Originally published at: https://peakprosperity.com/stocks-say-everything-is-awesome-while-bonds-sneak-out-the-back-door/
Be warned: Trump and Bessent are serious about rapidly reforming the global economic order. While a lot of good things could come from their efforts, it’s also true that a lot could go wrong.
For example, Japan seems to be losing control of its bond market, which could mean that the yen carry trade is blowing up, which could reverse market liquidity and possibly trigger a crash.
While the global long-dated 30-year bond market is weak across all countries, Japan stands out (in red below) as veering sharply higher.
(Source)
Say what you will, but long bond yields screaming higher isn’t a positive development for over-leveraged economies.
In this week’s podcast, Paul Kiker and I also discussed the Federal Reserve’s role in inflating bubbles, which has led to a significant wealth gap in the U.S., where 10% of families own ~67% of the wealth. This wealth disparity, we noted, isn’t due to hard work alone but largely because of the Fed’s policies that favor the rich.
The conversation shifted to the recent market dynamics, where despite higher tariffs and increased costs, there has been an unexpected surge in stock prices. This doesn’t align with traditional economic theory, where higher costs should lead to lower demand and economic slowdown. However, the market seems to be driven by the expectation that the Fed will intervene, a behavior we’ve seen repeatedly.
Moreover, we discussed the global economic shifts, particularly Japan’s struggle with its debt-to-GDP ratio and the potential for a reset in U.S. foreign relations, especially with Saudi Arabia, aiming for more cooperative and less dictatorial engagements.

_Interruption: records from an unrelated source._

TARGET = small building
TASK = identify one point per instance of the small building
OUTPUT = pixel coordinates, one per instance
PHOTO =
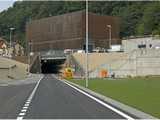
(148, 42)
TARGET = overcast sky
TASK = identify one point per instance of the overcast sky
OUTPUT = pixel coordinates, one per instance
(5, 4)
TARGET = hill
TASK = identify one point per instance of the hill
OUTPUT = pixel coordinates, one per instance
(137, 18)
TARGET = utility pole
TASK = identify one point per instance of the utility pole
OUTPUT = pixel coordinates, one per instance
(86, 74)
(110, 35)
(11, 29)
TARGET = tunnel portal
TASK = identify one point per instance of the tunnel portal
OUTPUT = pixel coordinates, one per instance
(51, 66)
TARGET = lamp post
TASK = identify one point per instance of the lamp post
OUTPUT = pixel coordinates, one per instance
(11, 29)
(30, 54)
(86, 73)
(110, 35)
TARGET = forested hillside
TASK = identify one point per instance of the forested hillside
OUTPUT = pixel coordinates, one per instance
(137, 18)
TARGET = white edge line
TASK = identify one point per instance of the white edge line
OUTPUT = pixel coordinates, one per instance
(29, 99)
(101, 102)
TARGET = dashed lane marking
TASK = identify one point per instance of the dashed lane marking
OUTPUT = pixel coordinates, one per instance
(101, 102)
(28, 101)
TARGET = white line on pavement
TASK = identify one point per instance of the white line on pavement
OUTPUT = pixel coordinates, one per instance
(28, 101)
(101, 102)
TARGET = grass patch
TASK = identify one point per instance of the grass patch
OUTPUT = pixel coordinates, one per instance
(142, 93)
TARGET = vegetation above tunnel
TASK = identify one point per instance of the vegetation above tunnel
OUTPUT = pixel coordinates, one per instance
(137, 18)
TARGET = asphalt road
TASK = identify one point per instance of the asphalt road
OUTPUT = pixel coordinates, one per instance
(12, 99)
(53, 99)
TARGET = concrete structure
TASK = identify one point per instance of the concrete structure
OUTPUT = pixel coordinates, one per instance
(134, 61)
(129, 45)
(11, 69)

Lastly, we emphasized the importance of understanding these risks and maintaining a strategy that isn’t swayed by emotional reactions to market swings. The current environment requires vigilance and a long-term perspective, especially as we navigate through these uncharted economic waters. Remember, investing should be based on a plan, not on emotions. Stay informed, stay cautious, and keep your financial health in check.